Les femmes et la BD

Il y a deux jours, je suis allée dans un atrium de Polytechnique Montréal. C’était pour un vernissage, celui de Chercheuses en sciences, organisé par le Festival BD de Montréal, le Consulat général de France au Québec ainsi que le Fonds de recherches Nature et technologie du Québec. Du monde sérieux, quoi.

J’y allais pour présenter deux planches qui font partie de l’exposition, que j’ai réalisées cet été. Ça met en lumière les recherches de Laetitia Jeancolas, une chercheuse en neurosciences.

Je crois qu’on était une vingtaine de femmes bédéistes à avoir illustré les recherches de tout autant de femmes scientifiques.

Ce soir-là, c’était la première bordée de neige de l’année. Je roulais lentement vers l’Université de Montréal tout en écoutant la radio. On a mentionné la tuerie de Polytechnique, qui a eu lieu il y a trente-trois ans aujourd’hui. Je me suis sentie toute engourdie un moment, alors que je montais bravement la côte du Chemin de la Rampe. Il y avait quelque chose de surréel de toutes nous trouver à cet endroit, 48 heures avant les annuelles commémorations.

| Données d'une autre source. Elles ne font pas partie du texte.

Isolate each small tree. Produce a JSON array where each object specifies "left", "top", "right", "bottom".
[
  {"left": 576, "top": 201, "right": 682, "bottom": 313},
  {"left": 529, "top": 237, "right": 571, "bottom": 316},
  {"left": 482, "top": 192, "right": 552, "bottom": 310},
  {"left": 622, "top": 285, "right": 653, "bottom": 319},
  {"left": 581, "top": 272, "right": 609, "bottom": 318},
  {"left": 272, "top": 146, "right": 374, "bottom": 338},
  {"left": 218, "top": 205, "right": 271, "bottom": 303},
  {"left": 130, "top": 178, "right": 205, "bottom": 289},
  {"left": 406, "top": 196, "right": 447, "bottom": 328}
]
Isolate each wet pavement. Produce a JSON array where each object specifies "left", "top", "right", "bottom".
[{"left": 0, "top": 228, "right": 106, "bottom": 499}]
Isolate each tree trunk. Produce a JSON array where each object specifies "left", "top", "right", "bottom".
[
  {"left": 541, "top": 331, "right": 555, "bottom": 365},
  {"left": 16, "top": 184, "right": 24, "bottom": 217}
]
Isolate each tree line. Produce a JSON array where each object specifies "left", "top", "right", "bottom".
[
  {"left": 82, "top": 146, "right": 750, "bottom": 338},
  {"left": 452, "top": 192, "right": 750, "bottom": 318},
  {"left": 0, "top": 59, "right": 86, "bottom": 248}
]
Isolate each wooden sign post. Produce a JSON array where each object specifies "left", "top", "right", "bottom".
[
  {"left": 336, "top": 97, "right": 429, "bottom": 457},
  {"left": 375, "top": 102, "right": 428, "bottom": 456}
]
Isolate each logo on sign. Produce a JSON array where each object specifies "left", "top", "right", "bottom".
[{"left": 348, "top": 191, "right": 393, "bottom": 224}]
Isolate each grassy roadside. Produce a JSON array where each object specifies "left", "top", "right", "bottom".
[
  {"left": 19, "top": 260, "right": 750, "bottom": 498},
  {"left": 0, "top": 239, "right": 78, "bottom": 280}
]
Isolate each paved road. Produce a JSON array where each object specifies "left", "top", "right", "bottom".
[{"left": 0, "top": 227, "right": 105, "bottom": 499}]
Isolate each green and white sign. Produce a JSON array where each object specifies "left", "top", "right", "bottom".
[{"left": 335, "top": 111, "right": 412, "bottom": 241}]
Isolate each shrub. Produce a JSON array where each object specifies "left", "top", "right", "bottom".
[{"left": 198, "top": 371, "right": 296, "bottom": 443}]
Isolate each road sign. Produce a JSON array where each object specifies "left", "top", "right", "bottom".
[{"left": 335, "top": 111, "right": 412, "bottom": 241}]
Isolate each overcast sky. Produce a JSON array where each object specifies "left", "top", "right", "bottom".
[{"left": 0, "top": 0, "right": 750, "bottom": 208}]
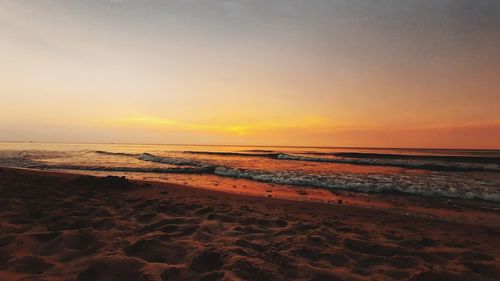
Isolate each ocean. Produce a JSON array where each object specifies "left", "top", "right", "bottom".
[{"left": 0, "top": 142, "right": 500, "bottom": 202}]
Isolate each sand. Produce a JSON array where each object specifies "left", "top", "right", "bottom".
[{"left": 0, "top": 168, "right": 500, "bottom": 281}]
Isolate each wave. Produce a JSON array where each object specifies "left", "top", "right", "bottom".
[
  {"left": 179, "top": 151, "right": 500, "bottom": 172},
  {"left": 214, "top": 167, "right": 500, "bottom": 202},
  {"left": 92, "top": 150, "right": 139, "bottom": 157},
  {"left": 37, "top": 165, "right": 215, "bottom": 174},
  {"left": 332, "top": 152, "right": 500, "bottom": 164},
  {"left": 183, "top": 151, "right": 279, "bottom": 158},
  {"left": 277, "top": 153, "right": 500, "bottom": 172},
  {"left": 137, "top": 153, "right": 213, "bottom": 167}
]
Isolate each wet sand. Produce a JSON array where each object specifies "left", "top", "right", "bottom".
[{"left": 0, "top": 168, "right": 500, "bottom": 281}]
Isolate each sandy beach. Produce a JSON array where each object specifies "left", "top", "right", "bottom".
[{"left": 0, "top": 168, "right": 500, "bottom": 281}]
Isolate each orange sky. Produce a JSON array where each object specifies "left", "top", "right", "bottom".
[{"left": 0, "top": 0, "right": 500, "bottom": 148}]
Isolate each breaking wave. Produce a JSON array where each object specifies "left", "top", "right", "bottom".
[
  {"left": 92, "top": 150, "right": 139, "bottom": 157},
  {"left": 277, "top": 153, "right": 500, "bottom": 172},
  {"left": 214, "top": 167, "right": 500, "bottom": 202},
  {"left": 37, "top": 165, "right": 215, "bottom": 174},
  {"left": 137, "top": 153, "right": 213, "bottom": 167}
]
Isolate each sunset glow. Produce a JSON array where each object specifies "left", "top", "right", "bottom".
[{"left": 0, "top": 0, "right": 500, "bottom": 148}]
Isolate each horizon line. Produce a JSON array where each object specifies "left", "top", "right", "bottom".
[{"left": 0, "top": 140, "right": 500, "bottom": 151}]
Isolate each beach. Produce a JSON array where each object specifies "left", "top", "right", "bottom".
[{"left": 0, "top": 168, "right": 500, "bottom": 281}]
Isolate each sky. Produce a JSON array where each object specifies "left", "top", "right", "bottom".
[{"left": 0, "top": 0, "right": 500, "bottom": 149}]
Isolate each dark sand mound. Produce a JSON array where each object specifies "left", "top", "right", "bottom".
[{"left": 0, "top": 169, "right": 500, "bottom": 281}]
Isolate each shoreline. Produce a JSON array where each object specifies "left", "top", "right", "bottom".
[
  {"left": 0, "top": 166, "right": 500, "bottom": 227},
  {"left": 0, "top": 165, "right": 500, "bottom": 281}
]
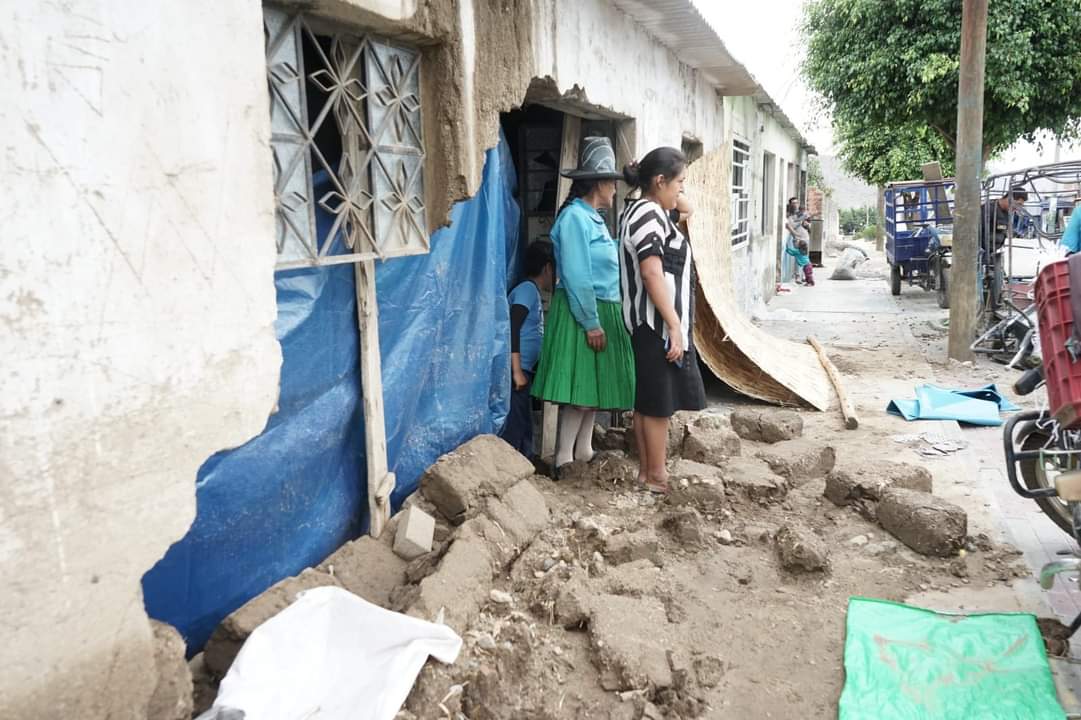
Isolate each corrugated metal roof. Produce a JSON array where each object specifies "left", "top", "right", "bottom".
[{"left": 612, "top": 0, "right": 816, "bottom": 155}]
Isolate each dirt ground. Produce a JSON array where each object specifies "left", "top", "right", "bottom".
[
  {"left": 408, "top": 432, "right": 1027, "bottom": 720},
  {"left": 391, "top": 239, "right": 1064, "bottom": 720}
]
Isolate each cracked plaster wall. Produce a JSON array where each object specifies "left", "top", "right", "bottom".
[
  {"left": 0, "top": 0, "right": 808, "bottom": 720},
  {"left": 0, "top": 0, "right": 280, "bottom": 720}
]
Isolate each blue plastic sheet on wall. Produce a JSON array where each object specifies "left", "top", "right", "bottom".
[{"left": 143, "top": 130, "right": 520, "bottom": 653}]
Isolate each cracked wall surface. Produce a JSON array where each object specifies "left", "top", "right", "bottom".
[
  {"left": 0, "top": 0, "right": 280, "bottom": 720},
  {"left": 0, "top": 0, "right": 808, "bottom": 720}
]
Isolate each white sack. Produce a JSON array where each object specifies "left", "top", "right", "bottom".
[
  {"left": 829, "top": 248, "right": 867, "bottom": 280},
  {"left": 199, "top": 587, "right": 462, "bottom": 720}
]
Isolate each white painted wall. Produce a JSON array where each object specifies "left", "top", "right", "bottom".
[
  {"left": 0, "top": 0, "right": 812, "bottom": 720},
  {"left": 0, "top": 0, "right": 280, "bottom": 720},
  {"left": 533, "top": 0, "right": 724, "bottom": 157},
  {"left": 724, "top": 97, "right": 804, "bottom": 314}
]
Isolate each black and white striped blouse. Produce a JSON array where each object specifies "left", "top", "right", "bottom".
[{"left": 619, "top": 199, "right": 694, "bottom": 348}]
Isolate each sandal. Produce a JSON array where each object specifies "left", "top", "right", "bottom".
[{"left": 645, "top": 480, "right": 671, "bottom": 495}]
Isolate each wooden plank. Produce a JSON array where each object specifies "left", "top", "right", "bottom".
[
  {"left": 808, "top": 335, "right": 859, "bottom": 430},
  {"left": 355, "top": 261, "right": 396, "bottom": 537},
  {"left": 556, "top": 114, "right": 582, "bottom": 210},
  {"left": 686, "top": 142, "right": 831, "bottom": 411}
]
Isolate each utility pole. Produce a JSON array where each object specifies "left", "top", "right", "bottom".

J’ai demandé à la directrice du Festival si tout cela avait été orchestré, comme un hommage sobre et respectueux aux victimes. Non, qu’elle m’a répondu, c’était un hasard. Un frisson nous a traversées, c’était à la fois émouvant et dérangeant.

Laetitia, la chercheuse avec qui j’ai travaillé, nous a demandé ce qu’on avait. Française débarquée depuis peu au Québec, elle n’avait encore jamais entendu parler de la tuerie de 1989. C’était dur de lui expliquer. Et c’était dur pour elle de comprendre. Un homme avait tué des femmes. Volontairement. Parce qu’elles étaient brillantes, fortes.

Nous étions toutes à ce vernissage, cet atrium, rempli de femmes brillantes et fortes. On célébrait quelque chose de joyeux, d’agréable. On mettait de l’avant le travail de ces vingt chercheuses. Il y avait là une forme de candeur dans la résilience. J’étais fière d’être là.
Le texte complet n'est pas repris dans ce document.